第198話 クロスステッチの魔女、《魔女の夜市》の招待を受ける

 結局、イヴェットがグレイシアお姉様に連れられて帰ってから、私は数か月引きこもっていた。なんだかんだと言って魔法の素材や食料品をお姉様が持ってきたこともあり、快適な籠り生活だったと思う。養ってもらっているような状況に対して、罪悪感はかなりあったけれど。


「グレイシアお姉様、《魔女の夜市》に行ってもいいですか?」


 ルイスを買ったあの夜市。気づけば一年が経とうとしていて、もう一度あの夜市の知らせが届く時期になっていた。開催時期と場所を告げる《知らせ鳥》によると、次の満月の夜に前回と同じ場所でやるのだという。

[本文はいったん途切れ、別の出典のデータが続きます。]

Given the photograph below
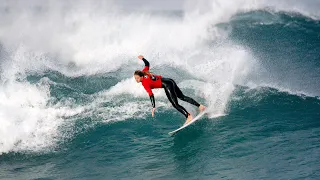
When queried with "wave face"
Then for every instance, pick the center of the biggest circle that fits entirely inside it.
(70, 107)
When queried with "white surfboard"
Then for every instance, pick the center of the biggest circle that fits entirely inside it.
(189, 123)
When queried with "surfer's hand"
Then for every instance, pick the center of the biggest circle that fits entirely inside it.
(153, 109)
(140, 57)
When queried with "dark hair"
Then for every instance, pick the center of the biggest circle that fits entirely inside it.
(139, 73)
(142, 73)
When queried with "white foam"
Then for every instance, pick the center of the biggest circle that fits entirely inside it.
(96, 37)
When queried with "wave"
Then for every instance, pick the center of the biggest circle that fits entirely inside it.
(73, 63)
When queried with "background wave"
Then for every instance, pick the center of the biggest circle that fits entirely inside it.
(67, 86)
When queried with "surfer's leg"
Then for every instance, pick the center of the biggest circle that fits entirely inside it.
(190, 100)
(174, 101)
(172, 96)
(181, 96)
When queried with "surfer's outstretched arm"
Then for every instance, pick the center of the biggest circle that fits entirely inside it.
(146, 63)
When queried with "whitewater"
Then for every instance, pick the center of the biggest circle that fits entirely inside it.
(71, 109)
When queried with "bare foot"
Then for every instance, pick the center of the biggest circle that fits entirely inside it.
(188, 119)
(202, 108)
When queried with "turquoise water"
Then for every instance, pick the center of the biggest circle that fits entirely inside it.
(69, 121)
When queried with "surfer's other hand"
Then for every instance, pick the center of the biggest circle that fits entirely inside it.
(153, 109)
(140, 57)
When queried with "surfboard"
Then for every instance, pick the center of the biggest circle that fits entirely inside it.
(188, 124)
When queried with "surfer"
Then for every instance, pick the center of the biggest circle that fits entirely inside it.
(151, 81)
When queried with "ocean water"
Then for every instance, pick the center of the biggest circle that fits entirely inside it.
(70, 108)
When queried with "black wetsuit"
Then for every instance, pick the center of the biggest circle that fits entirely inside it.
(172, 90)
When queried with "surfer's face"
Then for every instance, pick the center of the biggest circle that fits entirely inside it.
(138, 78)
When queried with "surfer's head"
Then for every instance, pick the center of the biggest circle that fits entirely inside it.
(138, 75)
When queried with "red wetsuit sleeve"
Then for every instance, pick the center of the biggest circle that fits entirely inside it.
(147, 65)
(147, 87)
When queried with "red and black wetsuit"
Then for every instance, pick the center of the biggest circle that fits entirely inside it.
(172, 90)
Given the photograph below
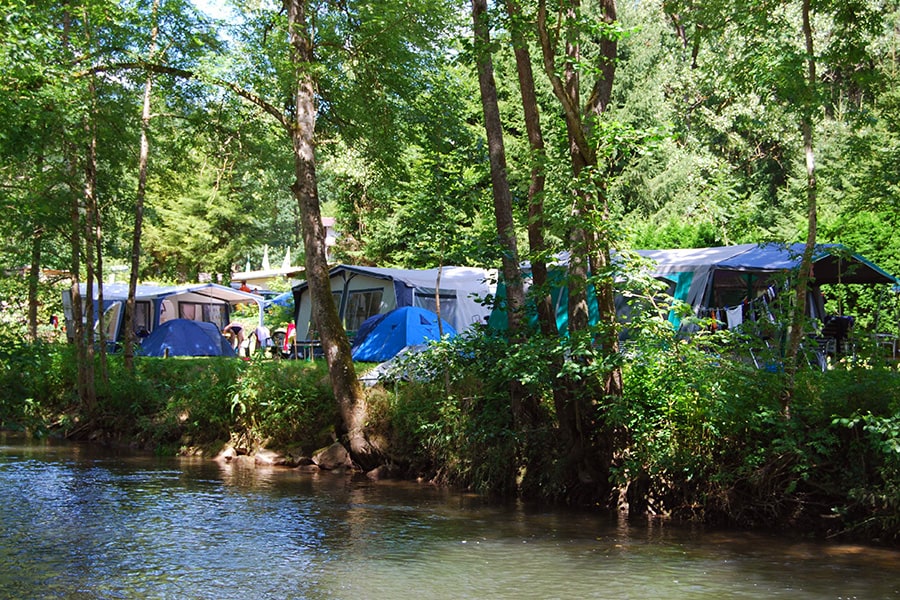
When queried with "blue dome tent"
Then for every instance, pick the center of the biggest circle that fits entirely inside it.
(184, 337)
(383, 336)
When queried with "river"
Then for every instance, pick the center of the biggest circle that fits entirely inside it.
(84, 522)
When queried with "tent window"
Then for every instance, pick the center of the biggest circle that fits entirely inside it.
(362, 304)
(425, 299)
(110, 320)
(211, 313)
(141, 315)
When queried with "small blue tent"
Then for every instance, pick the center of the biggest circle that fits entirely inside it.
(184, 337)
(382, 337)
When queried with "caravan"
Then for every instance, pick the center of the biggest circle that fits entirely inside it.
(154, 305)
(456, 293)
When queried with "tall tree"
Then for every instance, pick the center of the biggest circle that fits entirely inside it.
(767, 50)
(563, 31)
(322, 41)
(506, 231)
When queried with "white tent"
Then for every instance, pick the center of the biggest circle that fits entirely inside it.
(155, 304)
(362, 292)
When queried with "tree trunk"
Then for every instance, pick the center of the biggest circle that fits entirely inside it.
(90, 224)
(139, 201)
(348, 392)
(536, 243)
(515, 294)
(798, 314)
(581, 409)
(34, 275)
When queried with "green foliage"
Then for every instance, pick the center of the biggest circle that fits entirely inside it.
(452, 421)
(286, 404)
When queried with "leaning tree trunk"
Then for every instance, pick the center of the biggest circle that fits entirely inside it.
(144, 161)
(536, 242)
(515, 294)
(798, 313)
(348, 392)
(34, 274)
(582, 416)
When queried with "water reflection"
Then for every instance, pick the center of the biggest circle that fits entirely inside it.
(79, 522)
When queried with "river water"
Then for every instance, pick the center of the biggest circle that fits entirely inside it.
(82, 522)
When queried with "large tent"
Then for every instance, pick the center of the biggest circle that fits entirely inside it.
(155, 304)
(362, 292)
(184, 337)
(383, 336)
(719, 278)
(714, 281)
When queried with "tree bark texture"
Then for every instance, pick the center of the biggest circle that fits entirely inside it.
(798, 314)
(515, 294)
(348, 392)
(143, 166)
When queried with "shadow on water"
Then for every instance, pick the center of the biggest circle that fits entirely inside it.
(87, 522)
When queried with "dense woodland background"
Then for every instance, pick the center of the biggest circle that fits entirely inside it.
(704, 143)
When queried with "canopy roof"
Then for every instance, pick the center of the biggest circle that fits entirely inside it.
(200, 293)
(832, 263)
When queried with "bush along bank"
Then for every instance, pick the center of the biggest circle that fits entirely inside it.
(700, 433)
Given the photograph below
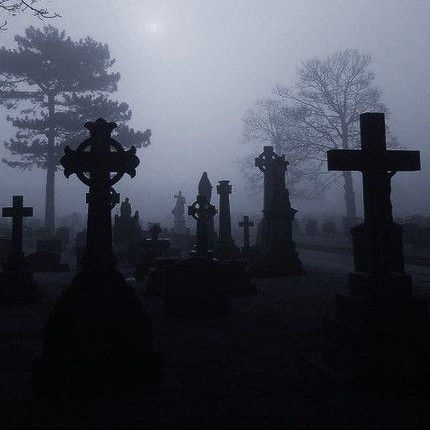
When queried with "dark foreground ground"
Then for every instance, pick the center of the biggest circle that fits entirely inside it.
(242, 371)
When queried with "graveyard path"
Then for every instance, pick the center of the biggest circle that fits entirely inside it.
(344, 263)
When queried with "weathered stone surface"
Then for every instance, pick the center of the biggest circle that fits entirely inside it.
(197, 287)
(278, 254)
(380, 332)
(98, 334)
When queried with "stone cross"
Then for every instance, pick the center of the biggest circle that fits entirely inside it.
(224, 190)
(17, 212)
(99, 167)
(202, 211)
(274, 167)
(378, 165)
(246, 224)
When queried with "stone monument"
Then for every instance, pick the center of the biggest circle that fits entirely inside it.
(380, 331)
(277, 248)
(225, 246)
(98, 334)
(205, 189)
(16, 279)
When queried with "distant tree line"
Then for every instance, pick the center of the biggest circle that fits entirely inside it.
(320, 112)
(56, 84)
(14, 7)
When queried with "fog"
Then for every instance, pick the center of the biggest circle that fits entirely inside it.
(191, 68)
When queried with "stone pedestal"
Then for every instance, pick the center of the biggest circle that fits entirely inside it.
(18, 284)
(380, 333)
(197, 287)
(97, 335)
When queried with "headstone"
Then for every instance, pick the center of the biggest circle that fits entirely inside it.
(225, 246)
(278, 250)
(312, 227)
(205, 189)
(329, 228)
(198, 286)
(16, 279)
(98, 334)
(380, 331)
(203, 212)
(246, 224)
(179, 214)
(127, 233)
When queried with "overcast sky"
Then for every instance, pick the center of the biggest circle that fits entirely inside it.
(190, 69)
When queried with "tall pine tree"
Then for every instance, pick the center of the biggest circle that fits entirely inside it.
(58, 84)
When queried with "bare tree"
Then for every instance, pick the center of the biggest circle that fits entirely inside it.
(272, 122)
(35, 7)
(326, 104)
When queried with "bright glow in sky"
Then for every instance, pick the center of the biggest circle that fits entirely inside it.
(191, 68)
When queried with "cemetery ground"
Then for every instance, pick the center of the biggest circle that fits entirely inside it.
(246, 370)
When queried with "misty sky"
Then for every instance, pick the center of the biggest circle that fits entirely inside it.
(191, 68)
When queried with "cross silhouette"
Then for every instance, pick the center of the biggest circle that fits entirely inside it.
(17, 212)
(378, 165)
(202, 211)
(246, 224)
(99, 167)
(274, 167)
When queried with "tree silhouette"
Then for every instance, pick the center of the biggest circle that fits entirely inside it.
(13, 7)
(327, 101)
(58, 84)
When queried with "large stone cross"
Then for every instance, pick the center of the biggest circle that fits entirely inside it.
(274, 167)
(99, 162)
(378, 165)
(246, 224)
(17, 212)
(202, 211)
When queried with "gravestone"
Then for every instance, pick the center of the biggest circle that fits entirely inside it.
(179, 214)
(380, 331)
(203, 212)
(278, 250)
(16, 279)
(127, 233)
(329, 228)
(198, 286)
(205, 189)
(98, 334)
(246, 224)
(225, 247)
(311, 227)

「うーん、まあ、いいわよ。例の《裁縫鋏》が捕まったという話は聞こえてこないのが気になるけれど、行きたいんでしょう?」


「ルイスに新しい服も買ってあげたいなって」


 作った魔法を確認してもらっていた時にそう話を振ると、少し考えた後で許可を出してくれた。一緒に来るのだという。

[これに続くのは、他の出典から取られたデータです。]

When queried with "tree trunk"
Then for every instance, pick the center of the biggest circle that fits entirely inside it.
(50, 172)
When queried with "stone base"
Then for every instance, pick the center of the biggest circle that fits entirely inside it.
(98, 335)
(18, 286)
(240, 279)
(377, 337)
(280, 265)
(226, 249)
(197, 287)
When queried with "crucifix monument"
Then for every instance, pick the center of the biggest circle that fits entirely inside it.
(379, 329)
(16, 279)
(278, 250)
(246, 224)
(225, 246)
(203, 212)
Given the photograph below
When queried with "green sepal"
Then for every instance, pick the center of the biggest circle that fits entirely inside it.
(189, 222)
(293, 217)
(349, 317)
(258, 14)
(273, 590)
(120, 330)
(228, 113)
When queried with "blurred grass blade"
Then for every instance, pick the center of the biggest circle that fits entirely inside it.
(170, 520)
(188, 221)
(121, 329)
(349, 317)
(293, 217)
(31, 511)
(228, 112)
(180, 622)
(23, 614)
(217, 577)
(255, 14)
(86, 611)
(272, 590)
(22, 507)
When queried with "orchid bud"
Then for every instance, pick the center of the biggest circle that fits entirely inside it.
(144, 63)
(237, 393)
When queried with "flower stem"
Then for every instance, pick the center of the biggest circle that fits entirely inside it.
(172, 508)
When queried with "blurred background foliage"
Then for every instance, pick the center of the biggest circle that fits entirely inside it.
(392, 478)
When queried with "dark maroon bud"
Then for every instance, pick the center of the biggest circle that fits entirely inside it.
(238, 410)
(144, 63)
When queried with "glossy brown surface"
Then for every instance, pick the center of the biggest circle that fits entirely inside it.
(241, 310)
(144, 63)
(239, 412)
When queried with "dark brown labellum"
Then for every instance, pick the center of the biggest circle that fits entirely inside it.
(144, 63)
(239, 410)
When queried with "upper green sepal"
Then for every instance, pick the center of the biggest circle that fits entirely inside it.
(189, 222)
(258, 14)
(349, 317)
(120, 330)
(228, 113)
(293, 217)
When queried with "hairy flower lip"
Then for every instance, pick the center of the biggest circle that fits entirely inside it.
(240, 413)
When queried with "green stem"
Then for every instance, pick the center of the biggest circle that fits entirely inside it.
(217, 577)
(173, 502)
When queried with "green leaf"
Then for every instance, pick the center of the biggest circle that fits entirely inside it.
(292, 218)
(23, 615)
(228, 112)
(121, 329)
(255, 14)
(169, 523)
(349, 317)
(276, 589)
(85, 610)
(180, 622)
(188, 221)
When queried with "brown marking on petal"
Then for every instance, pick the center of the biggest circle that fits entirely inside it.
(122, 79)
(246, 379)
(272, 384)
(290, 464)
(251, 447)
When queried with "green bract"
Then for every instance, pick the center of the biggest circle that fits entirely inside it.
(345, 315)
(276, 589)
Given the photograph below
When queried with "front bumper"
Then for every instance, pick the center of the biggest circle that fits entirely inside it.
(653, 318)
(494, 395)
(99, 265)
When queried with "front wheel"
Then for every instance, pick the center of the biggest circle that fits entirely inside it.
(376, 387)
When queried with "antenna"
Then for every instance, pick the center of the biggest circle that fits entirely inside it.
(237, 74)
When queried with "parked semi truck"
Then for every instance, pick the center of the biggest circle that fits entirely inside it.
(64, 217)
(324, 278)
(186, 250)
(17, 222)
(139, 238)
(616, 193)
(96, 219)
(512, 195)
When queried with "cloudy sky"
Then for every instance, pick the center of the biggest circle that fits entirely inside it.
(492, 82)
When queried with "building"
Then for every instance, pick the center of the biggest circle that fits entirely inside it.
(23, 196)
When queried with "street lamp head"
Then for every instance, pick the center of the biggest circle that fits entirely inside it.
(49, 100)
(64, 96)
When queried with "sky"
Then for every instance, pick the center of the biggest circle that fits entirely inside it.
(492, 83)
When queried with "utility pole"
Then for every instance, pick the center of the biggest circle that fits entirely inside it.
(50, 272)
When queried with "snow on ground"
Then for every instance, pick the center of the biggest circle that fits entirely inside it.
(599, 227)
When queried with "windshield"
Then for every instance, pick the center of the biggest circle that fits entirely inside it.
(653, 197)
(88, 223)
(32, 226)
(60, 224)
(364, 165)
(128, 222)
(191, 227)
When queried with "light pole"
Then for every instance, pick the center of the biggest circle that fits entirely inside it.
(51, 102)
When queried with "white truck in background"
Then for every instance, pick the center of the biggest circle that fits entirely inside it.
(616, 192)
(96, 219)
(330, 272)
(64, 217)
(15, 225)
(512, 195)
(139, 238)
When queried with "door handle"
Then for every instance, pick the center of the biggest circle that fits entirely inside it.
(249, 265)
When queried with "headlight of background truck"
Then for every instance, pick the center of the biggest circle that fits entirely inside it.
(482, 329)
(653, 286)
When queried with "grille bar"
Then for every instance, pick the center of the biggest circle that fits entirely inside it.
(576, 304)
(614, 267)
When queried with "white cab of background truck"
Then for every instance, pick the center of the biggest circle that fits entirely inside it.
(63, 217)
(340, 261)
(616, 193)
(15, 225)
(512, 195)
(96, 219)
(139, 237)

「だってあなた、ルイスを買った時だって正規に許可を得ている魔女の店ではなくて、小さな怪しい店に入ってしまったんでしょう? そんなところ、四等級魔女が行ってもぼったくられるだけよ」


「その怪しい店で買ってもらった身であれですけれど、マスターはもうちょっと警戒心を持つべきだと思います」


 ルイスにさらっと後ろから撃たれてしまった。その理論で言うと、一度元の持ち主が手放した《ドール》が新たな主と出会って幸せになれる確率があまりにも下がるし、ルイス自身も私に買われないことになると思うんだけど……。


「アワユキもお出かけついてくー!」


「そうね、アワユキがつけられるかわいいリボンとかもあるかもしれないわね」


 腕に絡みついてきたアワユキを撫でてやりながら、私は自分の持っているお金や、交換に使えるかもしれない魔法や素材のことを考えた。しばらくは自分で作った魔法のパンを食べることになるけれど、結構色々買えるかもしれない。


「でも正直、私が買わなかったらルイスはまだあのお店に転がっていたと思うのよ。私は片方の目を新しく買って入れたり、色々と手を加えるのは楽しかったけれどね」


「クロスステッチの魔女、あなたやっぱりうちの子よ。魔法と《ドール》に関わることが大好きで、《ドール》に手を加えて自分好みにするのも好きなんじゃない」


「……好き!」


 確かに好きだった。楽しかったのだ。言われてみたら、これってとても《ドール》の修復だのなんだのをやっているお師匠様やグレイシアお姉様の系譜だ。


「じゃあ、そういうものも見に行ってみるといいわよ」


「そうします!」


 そうと決まれば、夜市の日が待ち遠しかった。